A lack of accountability, discourtesy, and even the inappropriate use of social media all fall under communication issues, issues that can easily throw a remote team out of balance. It is absolutely critical to establish communication standards, protocols, and rules to help eliminate or reduce the amount of miscommunication within the team to ensure the team is appropriately managed and understands expectations.
#4 Leverage New Technologies
Telecommuting is much easier than it was a decade ago. Thanks to the Internet age, remote team managers now have access to a selection of convenient tools that can help them better manage their teams. What’s great about modern tech for telecommuting is that you don’t need to spend a lot on them. You can find numerous free tools for teleconferencing or making free calls online.
There are project or task management platforms you can use on an ad-supported or freemium basis. You can even find free collaboration (usually “freemium” software) for online collaboration that includes advanced features such as desktop sharing, file sharing, and in-app messaging or conferencing.
Make use of software platforms, apps, and online services that enhance the remote working experience. From Zoom to Slack and everything in between, there’s a world of technologies that can help remote teams collaborate, share, and communicate with each other, so it makes sense to use these technologies to your advantage.
#5 Focus on Engagement
Employee engagement entails a sense of involvement and not just participation within a team by designation but part of something bigger. Remote working can often leave team members feeling isolated, which is why your team needs engagement that stimulates personal interaction.
Having people to discuss things related to the job or otherwise prevents the feeling of solitude or sadness. It can also help bolster a sense of responsibility as it instills the idea that others expect something from you, people who appreciate your role in the team. Some teleworkers do well without engagement, but they don’t represent most people who work remotely.
From discussion boards to contests, chat groups, and regular acknowledgment of accomplishments, there are many creative ways to boost employee engagement.
It might be a little trickier to manage a remote team than it is to manage a team of office-based employees. Still, you can counterbalance the drawbacks of telecommuting by focusing on the advantages of remote working.
The best managers coach more than they manage. They’re mentors more than strict managers. And they understand the (sometimes not so subtle) nuances and differences between leadership and management. By hiring the right people, guiding and supporting them, clearing up communication issues, using tech to your advantage, and promoting employee engagement, you can ensure that your remote team thrives regardless of which challenges the world throws at it.

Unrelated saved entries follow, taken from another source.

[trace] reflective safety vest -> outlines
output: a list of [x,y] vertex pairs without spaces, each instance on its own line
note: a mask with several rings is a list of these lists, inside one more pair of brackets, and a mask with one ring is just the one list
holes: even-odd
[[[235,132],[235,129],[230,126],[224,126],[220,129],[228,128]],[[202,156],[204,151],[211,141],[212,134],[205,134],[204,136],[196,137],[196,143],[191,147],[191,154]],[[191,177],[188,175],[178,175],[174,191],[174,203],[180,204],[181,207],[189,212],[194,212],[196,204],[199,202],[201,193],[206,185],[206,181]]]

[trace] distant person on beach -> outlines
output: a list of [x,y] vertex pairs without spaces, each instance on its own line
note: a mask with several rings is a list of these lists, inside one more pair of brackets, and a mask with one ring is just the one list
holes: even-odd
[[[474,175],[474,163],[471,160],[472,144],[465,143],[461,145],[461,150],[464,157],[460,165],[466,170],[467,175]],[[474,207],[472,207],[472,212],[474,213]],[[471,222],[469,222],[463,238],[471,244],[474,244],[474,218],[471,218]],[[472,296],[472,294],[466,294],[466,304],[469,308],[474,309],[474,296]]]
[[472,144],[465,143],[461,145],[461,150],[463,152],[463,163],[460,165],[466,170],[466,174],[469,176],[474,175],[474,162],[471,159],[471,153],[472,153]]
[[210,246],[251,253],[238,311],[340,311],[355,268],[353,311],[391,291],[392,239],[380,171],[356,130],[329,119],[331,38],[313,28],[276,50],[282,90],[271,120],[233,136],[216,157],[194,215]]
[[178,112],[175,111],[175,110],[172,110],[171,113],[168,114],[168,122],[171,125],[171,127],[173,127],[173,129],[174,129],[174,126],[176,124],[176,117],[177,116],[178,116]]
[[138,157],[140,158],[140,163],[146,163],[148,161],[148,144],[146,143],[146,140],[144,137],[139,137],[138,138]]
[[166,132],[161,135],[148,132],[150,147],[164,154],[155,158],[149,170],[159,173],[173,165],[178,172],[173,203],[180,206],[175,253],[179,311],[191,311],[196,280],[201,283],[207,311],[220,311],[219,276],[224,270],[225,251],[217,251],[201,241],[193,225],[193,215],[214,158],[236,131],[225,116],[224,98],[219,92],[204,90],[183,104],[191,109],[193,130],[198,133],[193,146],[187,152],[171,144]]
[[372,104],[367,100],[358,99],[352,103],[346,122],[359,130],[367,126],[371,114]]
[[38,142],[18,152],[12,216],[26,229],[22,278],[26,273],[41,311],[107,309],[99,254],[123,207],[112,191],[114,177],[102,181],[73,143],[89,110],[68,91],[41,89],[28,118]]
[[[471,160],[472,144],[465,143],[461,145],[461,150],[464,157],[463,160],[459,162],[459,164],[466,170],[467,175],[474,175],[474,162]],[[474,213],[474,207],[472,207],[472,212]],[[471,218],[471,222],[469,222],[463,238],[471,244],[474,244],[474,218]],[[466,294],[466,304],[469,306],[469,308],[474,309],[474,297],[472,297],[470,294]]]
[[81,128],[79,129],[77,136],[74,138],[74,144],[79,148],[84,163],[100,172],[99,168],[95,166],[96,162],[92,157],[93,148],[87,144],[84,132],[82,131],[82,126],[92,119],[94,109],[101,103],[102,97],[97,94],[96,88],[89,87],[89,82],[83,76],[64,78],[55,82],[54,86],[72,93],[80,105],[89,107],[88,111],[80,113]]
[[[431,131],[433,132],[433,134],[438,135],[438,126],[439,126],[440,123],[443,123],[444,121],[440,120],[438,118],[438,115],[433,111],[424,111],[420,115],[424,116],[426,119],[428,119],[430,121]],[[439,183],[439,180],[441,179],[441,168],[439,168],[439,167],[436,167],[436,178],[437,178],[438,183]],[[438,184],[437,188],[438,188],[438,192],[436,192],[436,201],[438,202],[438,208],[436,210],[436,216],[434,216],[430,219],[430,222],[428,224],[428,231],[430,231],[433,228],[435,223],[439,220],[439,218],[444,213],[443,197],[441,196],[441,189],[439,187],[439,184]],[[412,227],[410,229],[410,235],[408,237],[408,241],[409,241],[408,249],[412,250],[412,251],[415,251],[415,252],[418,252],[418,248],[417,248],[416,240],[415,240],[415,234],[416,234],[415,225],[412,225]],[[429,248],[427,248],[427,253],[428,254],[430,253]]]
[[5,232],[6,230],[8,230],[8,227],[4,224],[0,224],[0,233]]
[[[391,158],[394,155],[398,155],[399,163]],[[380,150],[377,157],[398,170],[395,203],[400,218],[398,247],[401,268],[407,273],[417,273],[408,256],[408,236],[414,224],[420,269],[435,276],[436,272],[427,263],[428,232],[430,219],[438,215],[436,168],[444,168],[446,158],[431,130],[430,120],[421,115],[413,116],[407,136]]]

Each of the tips you saw here is simple but not easy. They require time, attention, and consistency to really make a lasting impact. But if you deploy them, your team will thank you for it. Your company will benefit from it. And you’ll be better equipped with the gear required to navigate the waters of change.
Hey Sean, thank you for your excellent article. I don’t remove any word. And I’d consider, depending on the company, the buddy policy for some guidance to new employees: that is, someone you can count on informally. I also believe in addressing communication issues as a pilar. For that, candor (for the truth and facts) and voice (for everyone express them) are medicines I recommend.